Het wetsvoorstel ‘vereenvoudiging van de beslagvrije voet’ zorgt er voor dat het voor beslagleggende partijen simpeler wordt om te berekenen welk inkomensdeel zij met rust moeten laten. Nu nog zijn ze daarvoor afhankelijk van een veelheid aan informatie van de schuldenaar. In de nieuwe situatie komt de benodigde informatie niet meer van de schuldenaar, maar via bestaande registraties.
Bovendien regelt het wetsvoorstel dat bij mensen die te maken hebben met meerdere beslagleggende partijen, de afstemming beter verloopt. Onder het nieuwe regime heeft de schuldenaar één duidelijk aanspreekpunt: de innende deurwaarder. Die berekent de beslagvrije voet, legt die voor aan de schuldenaar die kan controleren of het klopt, en deze geldt dan voor alle innende partijen.

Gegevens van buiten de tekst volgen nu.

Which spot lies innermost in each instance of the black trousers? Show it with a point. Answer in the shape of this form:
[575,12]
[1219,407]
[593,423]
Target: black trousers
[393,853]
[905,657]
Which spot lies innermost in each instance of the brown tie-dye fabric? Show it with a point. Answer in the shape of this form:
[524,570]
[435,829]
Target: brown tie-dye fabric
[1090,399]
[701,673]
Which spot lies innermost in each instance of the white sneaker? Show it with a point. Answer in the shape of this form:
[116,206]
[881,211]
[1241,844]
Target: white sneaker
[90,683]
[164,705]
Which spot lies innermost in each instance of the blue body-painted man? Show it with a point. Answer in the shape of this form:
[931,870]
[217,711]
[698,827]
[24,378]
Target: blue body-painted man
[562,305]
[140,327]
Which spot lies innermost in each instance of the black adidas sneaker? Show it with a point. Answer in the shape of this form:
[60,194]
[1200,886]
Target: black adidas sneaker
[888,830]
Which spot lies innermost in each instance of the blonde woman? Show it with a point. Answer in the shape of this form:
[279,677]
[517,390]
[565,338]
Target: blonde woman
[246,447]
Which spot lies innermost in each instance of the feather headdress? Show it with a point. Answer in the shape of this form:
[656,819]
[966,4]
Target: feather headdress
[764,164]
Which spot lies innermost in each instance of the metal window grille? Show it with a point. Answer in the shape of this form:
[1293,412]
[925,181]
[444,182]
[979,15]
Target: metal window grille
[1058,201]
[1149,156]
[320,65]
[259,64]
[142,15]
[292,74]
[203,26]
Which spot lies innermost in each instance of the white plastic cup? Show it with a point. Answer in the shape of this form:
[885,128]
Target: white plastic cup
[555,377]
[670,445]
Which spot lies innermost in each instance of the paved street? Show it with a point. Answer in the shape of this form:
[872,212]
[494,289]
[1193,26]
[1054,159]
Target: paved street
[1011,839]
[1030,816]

Dat betekent een einde aan verschillende berekeningen en het tornen aan het bestaansminimum. Na zes weken internetconsultatie gaat het wetsvoorstel (via de Ministerraad) ter advisering naar de Raad van State en de Kamer. Klijnsma wil deze beslagvrije voet voor het einde van deze kabinetsperiode graag goedgekeurd zien door het parlement.